Hi all, great idea for a thread. We’ve been running SC in Docker on AWS Cloud for about 6 months in production (using ECS) and have some experience to share. This includes:
- A container for
seedlink and slarchive
- Multiple Docker containers for seven real-time processing pipelines; including modules
scautopick, scamp, scmag, scautoloc
- A container for
scmaster and scevent
- Multiple load balanced containers for
fdsnws
At the center we have our own SeisComP base image built for Ubuntu that installs all SC dependencies, and compiles from software from source, and sets up the environment. Attached is file: base-image.zip (11.6 KB) that contains the Dockerfile for our base image and some example inventory. You will need to add a seiscomp.tar.gz with the SC source code to the folder for it to build (dependency versions are fixed so may need to be updated if the image does not build). Each deployment that runs SeisComP inherits from this base image and adds only its required specific module configuration (./etc) and supervisord configuration to start modules:
We never run modules as daemons (seiscomp start), and instead always use the exec command to make them run in the foreground. These processes are managed by supervisord which is simple Python library meant to be pid 1 in a container. Often we run multiple modules for real-time processing in a single container which is no problem with supervisord. A simple supervisord example config file that we use in our FDSNWS containers:
[supervisord]
nodaemon=true
user=root
logfile=/dev/null
logfile_maxbytes=0
[program:fdsnws]
user=sysop
command=seiscomp exec fdsnws -d "postgresql://%(ENV_DB_READ_ONLY)s" --inventory-db "file://%(ENV_INVENTORY_FILE)s"
stdout_logfile=/dev/stdout
stdout_logfile_maxbytes=0
redirect_stderr=true
environment=HOME="/home/sysop/",USER="sysop"
autorestart=true
Supervisord is run: exec supervisord -c ${CONFIG_FILE} during the container init script and takes over pid 1. In the program we define the command seiscomp exec fdsnws and pass the database connection and inventory to serve.

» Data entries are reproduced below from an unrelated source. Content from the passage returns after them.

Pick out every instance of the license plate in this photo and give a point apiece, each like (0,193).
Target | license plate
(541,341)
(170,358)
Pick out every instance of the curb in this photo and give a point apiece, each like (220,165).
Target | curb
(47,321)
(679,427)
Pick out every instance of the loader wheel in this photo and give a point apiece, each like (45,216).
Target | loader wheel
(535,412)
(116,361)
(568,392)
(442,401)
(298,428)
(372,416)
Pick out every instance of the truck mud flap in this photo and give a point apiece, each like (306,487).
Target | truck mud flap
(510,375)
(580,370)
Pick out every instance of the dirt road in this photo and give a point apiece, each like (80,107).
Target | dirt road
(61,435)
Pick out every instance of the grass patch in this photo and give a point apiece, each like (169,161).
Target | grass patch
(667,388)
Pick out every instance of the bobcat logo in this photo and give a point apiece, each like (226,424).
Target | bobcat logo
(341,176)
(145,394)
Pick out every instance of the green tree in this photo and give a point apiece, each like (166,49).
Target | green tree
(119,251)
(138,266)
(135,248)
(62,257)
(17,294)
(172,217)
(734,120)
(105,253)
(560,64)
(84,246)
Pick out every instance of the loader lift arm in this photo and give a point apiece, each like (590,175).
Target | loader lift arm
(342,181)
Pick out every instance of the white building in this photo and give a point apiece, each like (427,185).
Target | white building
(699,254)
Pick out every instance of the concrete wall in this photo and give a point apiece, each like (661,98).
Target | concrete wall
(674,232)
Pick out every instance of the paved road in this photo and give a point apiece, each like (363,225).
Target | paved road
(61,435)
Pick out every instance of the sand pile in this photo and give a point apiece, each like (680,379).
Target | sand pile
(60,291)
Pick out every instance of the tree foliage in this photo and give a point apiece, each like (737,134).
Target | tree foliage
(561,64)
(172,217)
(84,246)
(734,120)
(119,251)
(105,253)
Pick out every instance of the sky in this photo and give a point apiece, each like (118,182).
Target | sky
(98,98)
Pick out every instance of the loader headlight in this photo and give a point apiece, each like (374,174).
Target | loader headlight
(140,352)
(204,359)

We had a desire to make all containers stateless where possible. This ensures that we can always just swap one container for another, meaning that we can e.g., start a new FDSNWS container before bringing down the older version. Network traffic is swapped between old and new containers seamlessly with zero downtime.
There are two exceptions:
- The container running
seedlink and slarchive is not stateless because during shutdown the buffer files and state are written to a persistent disk. In order: the old container shuts down and writes its state, only then the new container starts up and reads this statefile.
- The container running
scmaster cannot be hot swapped because only one scmaster should connect to the database at a time. We make sure to bring the first container down, and only then the new container up.

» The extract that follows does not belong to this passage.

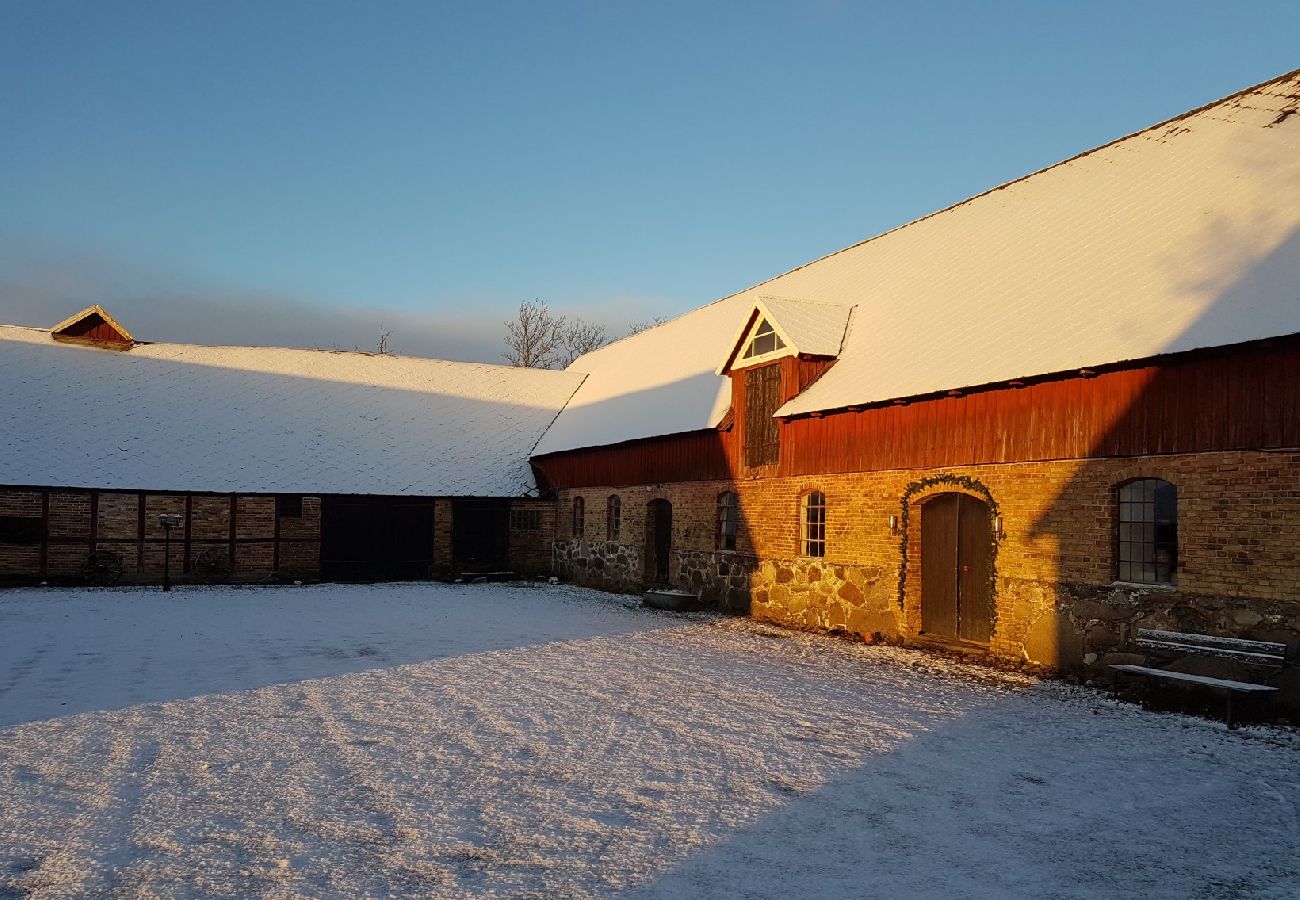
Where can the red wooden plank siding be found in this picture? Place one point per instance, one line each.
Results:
(1238, 398)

Our SC database is maintained outside of the SeisComP Docker images. We use AWS RDS but it could be a standalone postsgres or mysql instance too, Dockerized or not. Furthermore, we do not use the database for inventory or configuration at all and never run seiscomp update-config. Instead:
- Inventory is maintained within the base image and not read from the database and passed to each module using the
--inventory-db flag.
- Configuration files and station bindings are maintained within the base-image and not read from the database either. We use the tool
bindings2cfg and pass the configuration to each module using the --config-db flag.
The reason is that for each image we deploy there is a version, and we want each version to have a specific configuration and inventory. This would be much harder to guarantee if this information was maintained in a database that can be modified outside of the containers.
SC and it’s messaging system are well suited for running processes in different containers or servers. All you need to do is pass the connection string to the messaging system and sometimes database to the various containers.